Not All Experts are Equal: Efficient Expert Pruning and Skipping for Mixture-of-Experts Large Language Models

TL;DR

This work addresses deployment inefficiencies of Mixture-of-Experts LLMs by introducing hardware-friendly, post-training expert pruning and dynamic expert skipping. The proposed methods prune unused experts per layer and selectively skip underutilized experts during inference, reducing memory footprint and increasing speed without retraining. Empirical results on Mixtral 8x7B show substantial memory reductions and 1.2–1.3x speedups, with modest task-agnostic performance losses that can be mitigated via domain-specific calibration and fine-tuning. Domain-focused pruning using MATH data yields significant gains on mathematics tasks, and combining pruning with dynamic skipping delivers favorable speed-accuracy trade-offs, highlighting practical pathways for efficient MoE LLM deployment.

Abstract

A pivotal advancement in the progress of large language models (LLMs) is the emergence of the Mixture-of-Experts (MoE) LLMs. Compared to traditional LLMs, MoE LLMs can achieve higher performance with fewer parameters, but it is still hard to deploy them due to their immense parameter sizes. Different from previous weight pruning methods that rely on specifically designed hardware, this paper mainly aims to enhance the deployment efficiency of MoE LLMs by introducing plug-and-play expert-level sparsification techniques. Specifically, we propose, for the first time to our best knowledge, post-training approaches for task-agnostic and task-specific expert pruning and skipping of MoE LLMs, tailored to improve deployment efficiency while maintaining model performance across a wide range of tasks.
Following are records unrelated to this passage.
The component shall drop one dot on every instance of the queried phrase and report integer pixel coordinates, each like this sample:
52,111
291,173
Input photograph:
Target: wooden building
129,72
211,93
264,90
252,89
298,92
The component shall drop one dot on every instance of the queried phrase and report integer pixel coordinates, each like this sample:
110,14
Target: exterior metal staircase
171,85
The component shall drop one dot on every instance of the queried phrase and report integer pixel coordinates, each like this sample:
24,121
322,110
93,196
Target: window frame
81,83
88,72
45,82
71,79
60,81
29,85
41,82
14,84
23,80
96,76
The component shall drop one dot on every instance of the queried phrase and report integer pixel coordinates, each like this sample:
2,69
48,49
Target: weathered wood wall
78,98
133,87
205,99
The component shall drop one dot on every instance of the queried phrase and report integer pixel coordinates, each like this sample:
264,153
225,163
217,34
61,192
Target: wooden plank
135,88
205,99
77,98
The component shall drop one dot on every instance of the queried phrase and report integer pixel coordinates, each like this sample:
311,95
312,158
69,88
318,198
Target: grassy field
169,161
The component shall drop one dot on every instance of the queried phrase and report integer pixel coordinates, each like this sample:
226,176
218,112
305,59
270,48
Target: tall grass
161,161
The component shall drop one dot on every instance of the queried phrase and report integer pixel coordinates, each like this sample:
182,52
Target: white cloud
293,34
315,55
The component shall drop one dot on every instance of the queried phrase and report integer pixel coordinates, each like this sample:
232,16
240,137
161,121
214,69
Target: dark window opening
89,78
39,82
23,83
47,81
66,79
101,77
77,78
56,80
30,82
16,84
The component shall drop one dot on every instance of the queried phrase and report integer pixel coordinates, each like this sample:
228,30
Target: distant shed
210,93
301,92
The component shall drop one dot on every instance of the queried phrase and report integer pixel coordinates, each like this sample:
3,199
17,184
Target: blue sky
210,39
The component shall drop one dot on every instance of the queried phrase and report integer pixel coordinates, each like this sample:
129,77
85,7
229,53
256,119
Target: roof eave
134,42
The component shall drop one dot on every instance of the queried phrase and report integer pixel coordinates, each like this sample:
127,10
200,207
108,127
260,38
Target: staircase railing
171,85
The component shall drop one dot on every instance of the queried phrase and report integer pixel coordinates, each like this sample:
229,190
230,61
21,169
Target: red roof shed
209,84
Extensive experiments show that our proposed methods can simultaneously reduce model sizes and increase the inference speed, while maintaining satisfactory performance. Data and code will be available at https://github.com/Lucky-Lance/Expert_Sparsity.

Figures (5)

• Figure 1: Memory usage reduction (bf16) and inference speedup illustration of our proposed post-training expert pruning and dynamic (expert) skipping methods on the Mixtral 8x7B jiang2024mixtral model. Our method greatly reduces memory consumption and enhances inference speed.
• Figure 2: Illustration of the MoE layer in the Mixtral 8x7B model for per-token inference. The output of the layer is the weighted sum of the outputs from selected experts over input token $\boldsymbol{x}$. $\widetilde{w}_i$ denotes the normalized routing weight of each selected expert.
• Figure 3: Framework of our proposed expert pruning and dynamic skipping methods. (a) The expert pruning method evaluates the contributions of experts via a small calibration dataset and then permanently discards those with low contributions (e.g., experts with a slashed background). (b) The dynamic skipping method discard no experts instead dynamically decides whether to skip certain experts (e.g., experts with a yellow background) during inference.
• Figure 4: Expert selection comparison between C4 and MATH dataset with $r=6$ for Mixtral 8x7B model. Significant divergence is observed in the selection of experts across these two datasets, and identical expert combinations are observed in only four specific layers (i.e., layer 2, layer 4, layer16, and layer 31).
• Figure 5: Frequency visualization of expert selection in layer 0, layer 15, and layer 31 for the Mixtral 8x7B model on samples of (a) C4 2019t5 and (b) MATH hendrycksmath2021 dataset respectively. The model exhibits certain preferences in the selection of experts.